Catholic tradition draws rich meaning from this passage at several levels.
The Typology of Gold and Bronze: The Church Fathers frequently read such material contrasts as spiritual allegories. Origen (Homilies on Numbers 12.4) treats the replacement of finer materials with baser ones as an image of the soul that, having fallen from the heights of grace, retains the form of virtue while losing its interior fire. For Origen and later for Gregory the Great (Moralia in Job 1.1), bronze represents a hardened, serviceable but spiritually cooled condition — the soul that still performs religious duties but has lost its ardor.

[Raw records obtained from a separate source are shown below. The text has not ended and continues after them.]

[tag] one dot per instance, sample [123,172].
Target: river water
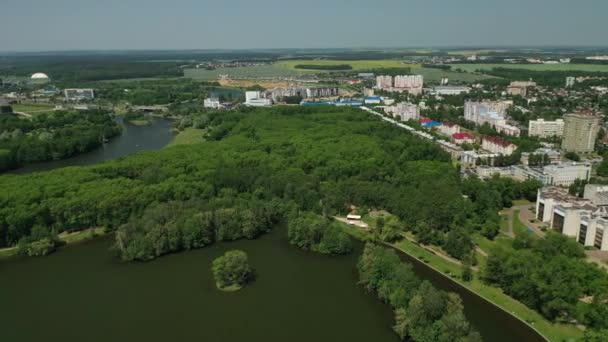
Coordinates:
[132,139]
[82,294]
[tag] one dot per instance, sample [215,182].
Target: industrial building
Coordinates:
[257,99]
[585,219]
[546,129]
[580,132]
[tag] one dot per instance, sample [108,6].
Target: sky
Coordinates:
[44,25]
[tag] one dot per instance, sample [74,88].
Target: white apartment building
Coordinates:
[498,146]
[545,129]
[404,111]
[492,113]
[583,219]
[384,82]
[212,102]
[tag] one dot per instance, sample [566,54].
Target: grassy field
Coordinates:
[536,67]
[33,108]
[551,331]
[188,136]
[287,69]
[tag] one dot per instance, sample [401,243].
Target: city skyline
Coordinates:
[35,25]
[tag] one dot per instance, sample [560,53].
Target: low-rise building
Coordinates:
[373,100]
[463,138]
[541,156]
[517,91]
[449,128]
[546,129]
[450,90]
[5,107]
[212,102]
[404,111]
[79,94]
[498,145]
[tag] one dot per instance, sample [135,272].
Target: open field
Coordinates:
[357,65]
[535,67]
[33,108]
[188,136]
[246,83]
[285,69]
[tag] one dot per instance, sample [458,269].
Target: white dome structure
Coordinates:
[40,76]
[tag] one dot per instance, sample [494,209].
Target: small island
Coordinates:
[232,271]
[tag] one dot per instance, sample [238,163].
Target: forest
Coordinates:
[287,154]
[53,136]
[422,313]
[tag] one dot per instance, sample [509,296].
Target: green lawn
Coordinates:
[551,331]
[188,136]
[518,226]
[536,67]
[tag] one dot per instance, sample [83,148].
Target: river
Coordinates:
[132,139]
[82,294]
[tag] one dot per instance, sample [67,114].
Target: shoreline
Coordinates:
[67,238]
[551,333]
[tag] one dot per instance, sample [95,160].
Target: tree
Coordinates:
[572,156]
[231,271]
[467,271]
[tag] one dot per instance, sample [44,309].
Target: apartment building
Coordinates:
[498,145]
[580,132]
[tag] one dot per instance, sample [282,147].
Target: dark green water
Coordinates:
[132,139]
[81,294]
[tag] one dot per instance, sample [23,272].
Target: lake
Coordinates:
[82,294]
[132,139]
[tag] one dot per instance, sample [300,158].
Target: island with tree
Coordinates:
[232,271]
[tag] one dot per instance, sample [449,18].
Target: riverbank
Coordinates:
[66,238]
[493,295]
[188,136]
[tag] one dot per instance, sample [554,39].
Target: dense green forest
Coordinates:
[552,276]
[54,136]
[291,154]
[422,313]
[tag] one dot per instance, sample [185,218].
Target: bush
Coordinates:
[232,270]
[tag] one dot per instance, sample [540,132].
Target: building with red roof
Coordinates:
[498,145]
[463,138]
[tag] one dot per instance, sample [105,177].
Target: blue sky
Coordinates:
[32,25]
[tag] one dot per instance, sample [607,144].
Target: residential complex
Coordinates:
[212,102]
[552,175]
[546,129]
[498,145]
[580,132]
[492,113]
[585,219]
[410,83]
[404,111]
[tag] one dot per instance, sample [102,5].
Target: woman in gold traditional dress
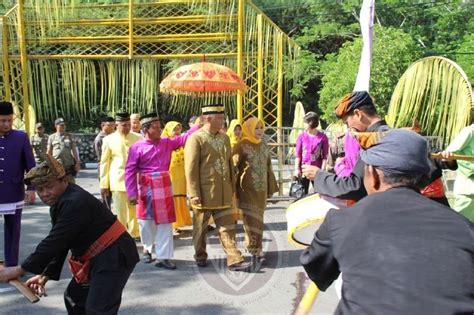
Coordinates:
[178,179]
[235,134]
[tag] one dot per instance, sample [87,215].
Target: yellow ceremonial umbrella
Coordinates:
[202,78]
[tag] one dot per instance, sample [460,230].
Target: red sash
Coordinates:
[80,267]
[434,190]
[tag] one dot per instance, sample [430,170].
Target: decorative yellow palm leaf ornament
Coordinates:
[436,92]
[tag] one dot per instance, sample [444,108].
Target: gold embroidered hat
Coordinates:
[148,118]
[45,172]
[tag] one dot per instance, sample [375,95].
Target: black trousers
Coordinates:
[109,273]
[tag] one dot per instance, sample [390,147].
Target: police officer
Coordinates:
[39,142]
[63,148]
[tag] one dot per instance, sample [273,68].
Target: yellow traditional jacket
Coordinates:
[209,170]
[114,157]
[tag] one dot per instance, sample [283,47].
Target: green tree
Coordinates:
[393,52]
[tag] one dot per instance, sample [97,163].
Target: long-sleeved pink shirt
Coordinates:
[147,156]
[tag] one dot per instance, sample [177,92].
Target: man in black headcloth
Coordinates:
[103,255]
[358,111]
[399,252]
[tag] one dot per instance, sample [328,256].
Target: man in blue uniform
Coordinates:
[16,157]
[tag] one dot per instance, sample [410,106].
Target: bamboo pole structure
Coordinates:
[130,29]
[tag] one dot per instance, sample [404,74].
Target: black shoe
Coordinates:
[147,259]
[241,266]
[201,263]
[165,264]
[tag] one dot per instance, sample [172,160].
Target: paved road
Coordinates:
[274,289]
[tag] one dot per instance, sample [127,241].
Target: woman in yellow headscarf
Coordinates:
[178,179]
[255,183]
[234,132]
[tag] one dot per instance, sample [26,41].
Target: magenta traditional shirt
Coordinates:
[147,156]
[344,166]
[312,149]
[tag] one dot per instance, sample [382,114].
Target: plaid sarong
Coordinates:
[155,198]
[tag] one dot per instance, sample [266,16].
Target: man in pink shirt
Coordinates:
[312,147]
[151,190]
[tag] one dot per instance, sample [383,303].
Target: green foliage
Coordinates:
[393,52]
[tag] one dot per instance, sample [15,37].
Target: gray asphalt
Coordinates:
[275,289]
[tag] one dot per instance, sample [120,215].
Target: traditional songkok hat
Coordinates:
[352,101]
[148,118]
[107,119]
[59,121]
[6,108]
[122,116]
[45,172]
[213,109]
[399,152]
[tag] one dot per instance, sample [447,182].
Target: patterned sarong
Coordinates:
[155,198]
[434,190]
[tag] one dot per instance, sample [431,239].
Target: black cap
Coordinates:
[122,116]
[6,108]
[148,118]
[352,101]
[213,109]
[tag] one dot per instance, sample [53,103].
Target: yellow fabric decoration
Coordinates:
[230,132]
[248,129]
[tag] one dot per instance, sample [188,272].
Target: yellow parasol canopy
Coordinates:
[202,78]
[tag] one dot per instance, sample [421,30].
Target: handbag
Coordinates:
[296,188]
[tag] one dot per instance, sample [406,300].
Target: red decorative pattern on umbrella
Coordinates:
[202,78]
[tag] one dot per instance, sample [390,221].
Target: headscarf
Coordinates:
[399,152]
[248,130]
[169,127]
[230,132]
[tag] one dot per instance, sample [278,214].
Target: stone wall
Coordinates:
[85,144]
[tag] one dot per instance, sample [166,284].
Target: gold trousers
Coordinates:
[253,227]
[226,227]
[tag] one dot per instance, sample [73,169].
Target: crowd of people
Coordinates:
[152,179]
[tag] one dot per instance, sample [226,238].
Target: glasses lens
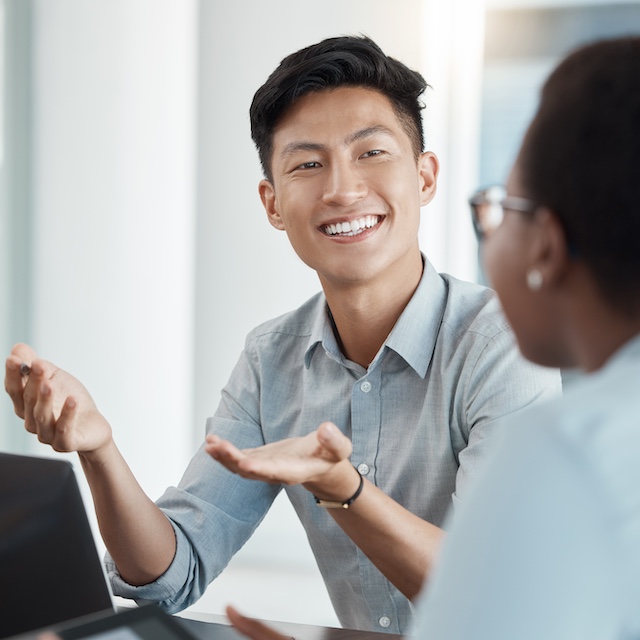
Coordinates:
[487,211]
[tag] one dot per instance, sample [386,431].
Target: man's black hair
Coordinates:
[336,62]
[581,158]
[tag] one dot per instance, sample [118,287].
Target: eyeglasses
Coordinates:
[488,207]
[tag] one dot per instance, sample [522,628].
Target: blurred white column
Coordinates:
[452,63]
[113,185]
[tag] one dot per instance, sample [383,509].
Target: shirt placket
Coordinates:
[365,429]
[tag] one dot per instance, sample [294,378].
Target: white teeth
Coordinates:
[352,228]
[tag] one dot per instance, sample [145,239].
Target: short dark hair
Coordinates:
[336,62]
[581,158]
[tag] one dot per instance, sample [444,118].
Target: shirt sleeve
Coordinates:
[213,511]
[528,555]
[496,384]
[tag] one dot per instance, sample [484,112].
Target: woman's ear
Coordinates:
[551,252]
[269,202]
[428,167]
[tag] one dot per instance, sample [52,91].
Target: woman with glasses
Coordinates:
[548,544]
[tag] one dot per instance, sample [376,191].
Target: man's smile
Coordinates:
[351,227]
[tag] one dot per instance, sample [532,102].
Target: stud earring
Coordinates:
[534,280]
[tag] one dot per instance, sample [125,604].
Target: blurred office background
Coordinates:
[134,250]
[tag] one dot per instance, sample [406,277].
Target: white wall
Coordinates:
[114,215]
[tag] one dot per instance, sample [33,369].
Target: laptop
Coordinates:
[51,574]
[50,570]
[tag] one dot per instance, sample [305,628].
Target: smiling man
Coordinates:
[392,368]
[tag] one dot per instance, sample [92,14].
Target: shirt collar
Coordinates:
[414,335]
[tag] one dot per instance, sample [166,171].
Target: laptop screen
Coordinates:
[50,570]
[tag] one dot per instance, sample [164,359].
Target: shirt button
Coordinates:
[363,469]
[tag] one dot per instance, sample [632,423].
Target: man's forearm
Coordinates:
[137,534]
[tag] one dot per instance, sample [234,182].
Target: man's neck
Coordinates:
[365,314]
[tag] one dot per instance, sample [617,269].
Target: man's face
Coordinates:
[347,187]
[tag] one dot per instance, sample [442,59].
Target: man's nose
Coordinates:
[345,184]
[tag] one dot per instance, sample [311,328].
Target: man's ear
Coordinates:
[428,167]
[268,197]
[551,252]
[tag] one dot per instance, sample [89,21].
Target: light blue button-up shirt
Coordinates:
[420,419]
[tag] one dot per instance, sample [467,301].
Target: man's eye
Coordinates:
[308,165]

Humility as the Hinge of Grace: The Catechism of the Catholic Church teaches that "the virtue of humility is the foundation of prayer" (CCC §2559), and that conversion begins with recognizing one's need before God. Rehoboam's kānaʿ is precisely this movement. St. Augustine comments in De Civitate Dei (XVII.20) that divine providence permits temporal losses upon the proud precisely to create the conditions for this saving humility. The loss of gold produces the bent knee; the bronze shields are the instruments of grace.

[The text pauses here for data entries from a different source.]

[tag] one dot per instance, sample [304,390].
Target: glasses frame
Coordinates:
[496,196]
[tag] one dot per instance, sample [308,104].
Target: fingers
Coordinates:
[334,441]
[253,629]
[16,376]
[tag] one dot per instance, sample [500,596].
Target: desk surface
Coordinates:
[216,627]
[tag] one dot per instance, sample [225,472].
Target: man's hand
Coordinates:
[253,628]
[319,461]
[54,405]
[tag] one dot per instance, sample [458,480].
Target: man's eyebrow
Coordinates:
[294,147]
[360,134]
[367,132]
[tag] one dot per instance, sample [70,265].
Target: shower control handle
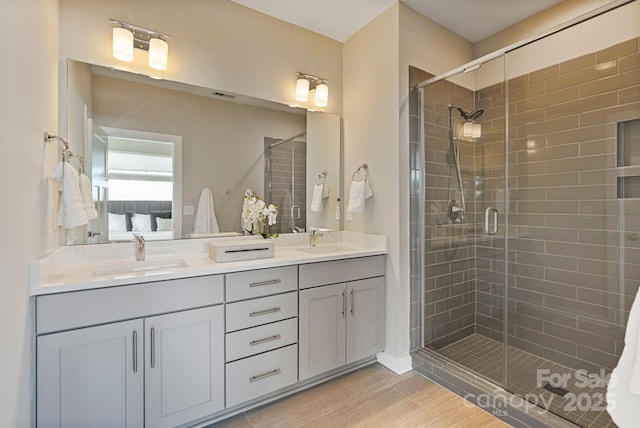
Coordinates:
[491,212]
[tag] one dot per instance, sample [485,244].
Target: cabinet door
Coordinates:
[365,318]
[184,367]
[91,377]
[322,329]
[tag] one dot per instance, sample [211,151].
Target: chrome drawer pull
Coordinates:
[344,304]
[261,283]
[265,375]
[153,347]
[135,351]
[265,340]
[265,312]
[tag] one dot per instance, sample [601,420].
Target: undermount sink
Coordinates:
[322,250]
[137,267]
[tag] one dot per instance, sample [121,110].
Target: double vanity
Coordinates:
[180,340]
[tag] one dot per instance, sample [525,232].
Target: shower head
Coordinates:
[468,117]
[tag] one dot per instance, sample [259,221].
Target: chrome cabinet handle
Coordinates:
[269,282]
[491,212]
[353,304]
[265,375]
[135,351]
[265,312]
[153,347]
[265,340]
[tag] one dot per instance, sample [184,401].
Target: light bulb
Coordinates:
[322,95]
[122,44]
[477,131]
[158,53]
[467,129]
[302,90]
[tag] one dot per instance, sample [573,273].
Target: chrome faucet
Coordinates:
[313,235]
[139,247]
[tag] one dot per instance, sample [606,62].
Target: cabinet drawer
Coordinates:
[261,339]
[262,282]
[251,313]
[261,374]
[64,311]
[333,272]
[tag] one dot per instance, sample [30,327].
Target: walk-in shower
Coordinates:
[454,212]
[528,258]
[285,171]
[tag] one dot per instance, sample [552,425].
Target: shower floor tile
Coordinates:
[584,404]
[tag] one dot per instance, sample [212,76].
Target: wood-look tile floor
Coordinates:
[369,397]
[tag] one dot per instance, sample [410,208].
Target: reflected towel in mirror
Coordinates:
[71,210]
[358,193]
[87,197]
[205,220]
[320,192]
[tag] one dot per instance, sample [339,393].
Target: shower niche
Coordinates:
[628,145]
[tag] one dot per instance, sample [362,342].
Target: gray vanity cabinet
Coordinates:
[94,370]
[184,367]
[344,322]
[92,377]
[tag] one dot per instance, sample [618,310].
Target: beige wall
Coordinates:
[323,153]
[539,23]
[216,44]
[370,135]
[222,141]
[376,125]
[28,76]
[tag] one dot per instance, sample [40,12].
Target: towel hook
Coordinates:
[322,177]
[362,168]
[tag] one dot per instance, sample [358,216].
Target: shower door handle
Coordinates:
[491,212]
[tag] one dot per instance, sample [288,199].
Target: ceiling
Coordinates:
[340,19]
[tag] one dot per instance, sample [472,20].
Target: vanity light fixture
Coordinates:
[128,36]
[307,83]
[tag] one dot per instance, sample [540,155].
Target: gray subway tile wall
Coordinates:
[570,288]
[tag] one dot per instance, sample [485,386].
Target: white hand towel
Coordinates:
[623,392]
[71,212]
[246,225]
[87,197]
[320,192]
[205,220]
[358,193]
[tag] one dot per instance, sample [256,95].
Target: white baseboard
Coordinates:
[398,365]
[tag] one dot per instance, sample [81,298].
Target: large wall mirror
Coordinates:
[152,147]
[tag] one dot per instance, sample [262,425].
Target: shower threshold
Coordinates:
[471,365]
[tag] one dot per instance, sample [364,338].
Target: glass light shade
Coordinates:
[158,53]
[467,129]
[122,44]
[477,131]
[302,90]
[322,95]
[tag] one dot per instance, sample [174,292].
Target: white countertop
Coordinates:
[73,268]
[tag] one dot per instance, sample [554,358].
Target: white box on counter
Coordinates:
[239,250]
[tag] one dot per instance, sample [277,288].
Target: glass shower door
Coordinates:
[285,183]
[464,218]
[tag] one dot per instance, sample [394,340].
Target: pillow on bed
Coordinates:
[141,222]
[164,224]
[129,215]
[117,223]
[158,214]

Partial Restoration and the Logic of Mercy: The Council of Trent's teaching on penance (Session XIV) illuminates the graduated character of God's response here. Contrition — even imperfect contrition (attrition) — is sufficient to arrest divine judgment and open the soul to healing. Rehoboam's repentance appears incomplete (the Chronicler notes in v. 14 that "he did not set his heart to seek the Lord"), yet God still honors it with partial mercy. This mirrors Catholic teaching that God meets us at whatever degree of turning we can manage and works from there.

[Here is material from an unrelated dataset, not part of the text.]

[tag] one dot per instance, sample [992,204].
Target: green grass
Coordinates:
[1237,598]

The Temple and Covenant Fidelity: The CCC §583–586 situates the Temple as the privileged locus of God's presence in the Old Covenant. Its plundering is therefore a sign of broken covenant relationship, not merely military defeat — a truth the Chronicler understands deeply and that the Church reads as anticipating the ultimate desolation and restoration achieved in Christ.
The image of bronze replacing gold is a penetrating diagnosis of a temptation endemic to contemporary Catholic life: the maintenance of religious forms after the inner fire has been lost. We attend Mass, recite prayers, observe the liturgical calendar — but sometimes with shields of bronze, not gold. The gilt has been stripped by habitual sin, by distraction, by the slow Shishaks of consumerism and spiritual complacency.
The Chronicler's message is not that we should despair of the bronze, but that we should name it honestly. Rehoboam's saving act was not the recovery of Solomon's treasures — he never got those back — but his willingness to bend the knee and say, The Lord is just (v. 6). That act of humility, imperfect as it was, was enough to stop destruction and preserve "good things in Judah."
Concretely: the sacrament of Confession is the Catholic form of kānaʿ — the structured ritual of humbling oneself before divine sovereignty. It does not always restore what sin has taken; some of the gold remains in Egypt. But it arrests judgment and reopens the field for grace. Catholics who find themselves going through the motions of faith might ask: not "how do I recover Solomon's glory?" but "am I willing to say, even once, The Lord is just in what has come upon me?"